With Cohan’s statement in hand, Braun said, three officers—Manuel Chavez, Shawn Gomez, and Camerino Mesina—concocted a story that purposefully contradicted Cohan’s account of what happened, then took the statement to prosecutors in the hope of cutting a deal.

The District Attorney’s Office granted Mesina immunity and never charged him in the incident.

Gomez pled no contest to filing a false police report. He reached a deal with prosecutors that will reduce his charge to a misdemeanor, put him on probation and require that he perform community service. He is to be sentenced after the Cohan trial concludes.

Chavez pled no contest to assault under the color of authority. He is set to be sentenced Monday.

Because the officers were able to benefit from knowing what Cohan was going to say based on his compelled statement, Cohan was left in a worse position than he would have been had he not given the statement, Braun argued.

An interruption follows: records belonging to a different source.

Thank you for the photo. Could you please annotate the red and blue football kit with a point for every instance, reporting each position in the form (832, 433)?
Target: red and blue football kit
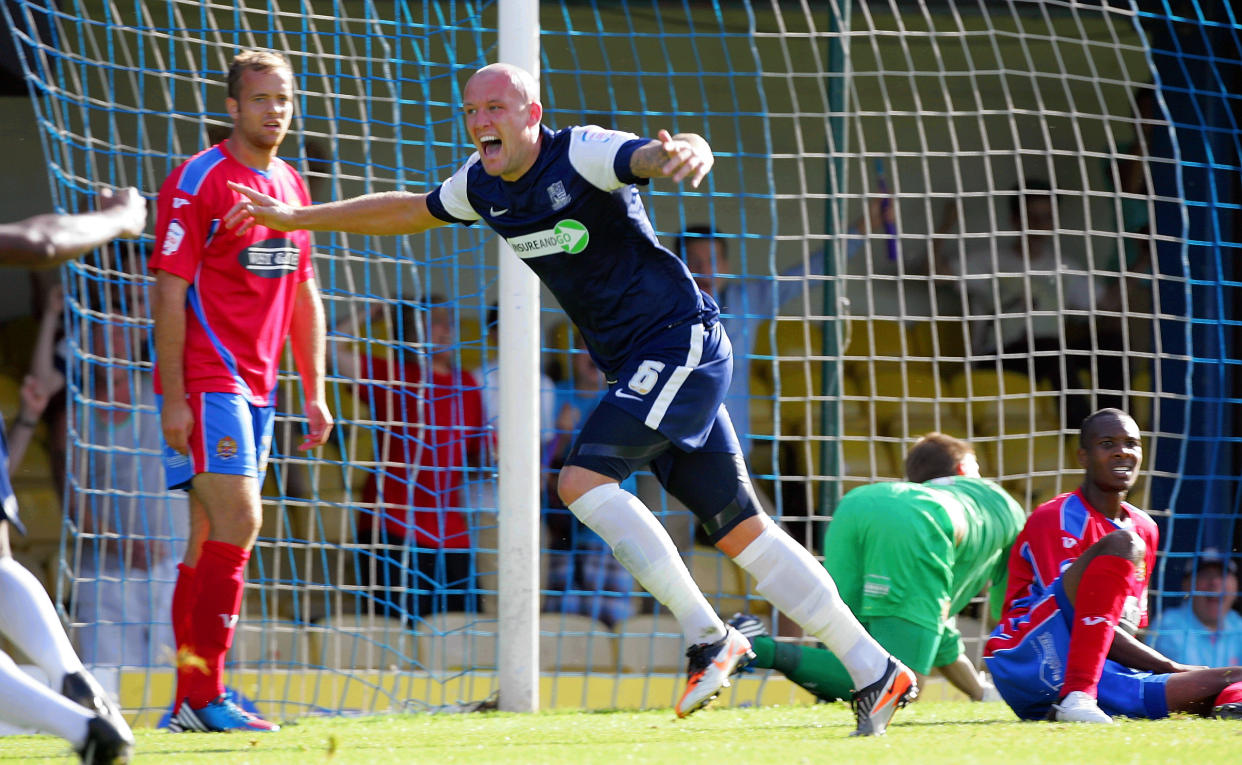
(240, 301)
(1026, 653)
(242, 286)
(432, 431)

Chidsey agreed that Cohan should not be in a worse position because he gave a statement but he ruled that the officers’ testimony was based on their own observations and not on what they may have read in Cohan’s statement.

“The prosecution’s case is based on the independent observation of these officers,” Chidsey said.

Braun warned that Chidsey’s ruling would have serious implications for officers in the future.

“Based on this court’s ruling, you gotta be crazy as an officer to ever give a statement, no matter what they say to you,” Braun said.

Officers who give compelled statements in an internal investigation are given what is known as a Lybarger admonishment—a promise that their statement cannot be used against them in a criminal proceeding—but Braun contended that the promise made to Cohan was broken.

Braun said he plans to ask for the case to be dismissed because the prosecution did not prove that Cohan’s statement did not taint the witnesses.If that motion is denied, Braun said, he will seek a hearing that would extensively examine whether Cohan’s statement was used directly or indirectly against him.

Gomez, Chavez and Mesina, along with former officer Rafael Perez, were with Cohan when they went to an abandoned apartment at 450 S. Witmer to arrest Aguirre in connection with the stabbing of a man.

According to official police reports written by Cohan, Aguirre kicked and hit the officers in an attempt to escape, but Gomez, Chavez and Mesina testified at the preliminary hearing they were never attacked by Aguirre and they never saw Aguirre attack any of the other officers.

Mesina and Gomez also testified that Perez threw a handcuffed Aguirre into a wall and Mesina said he witnessed Perez kicking Aguirre while Cohan beat him in the back “either with a flashlight or his fist.”

The case first came to light when Perez told LAPD investigators that he and other officers beat up Aguirre and then conspired to cover it up. A February 2000 story in the Daily News revealed Perez’s accusations and reported the now-disgraced officer named Cohan, Chavez, Gomez and Mesina as his co-conspirators.

Cohan was fired from the LAPD in 1999 because department officials said they believed he lied about his knowledge of the alleged beating of another gang member by another officer. Cohan appealed the decision and his second Board of Rights hearing again held that he be terminated.

Deputy District Attorney Rune Sodonis, who is assigned to the office’s “clean-up team,” said there are institutional problems with the way the LAPD conducts its investigations because the same investigators who pursue charges of administrative misconduct also pursue charges of criminal misconduct.

That means that investigators who take compelled statements for internal  investigations and are unable to use them in criminal proceedings may taint the criminal process by bringing with them their knowledge of immune documents.

In a May 1, 2000 letter, Deputy District Attorney Richard Rosenthal told two LAPD commanders the way the LAPD was handling its internal investigation on the Aguirre incident could prevent prosecutors from using Aguirre as a witness in a criminal trial.  

“Information derived from compelled statements may not be used in any way to further a criminal investigation,” Rosenthal wrote.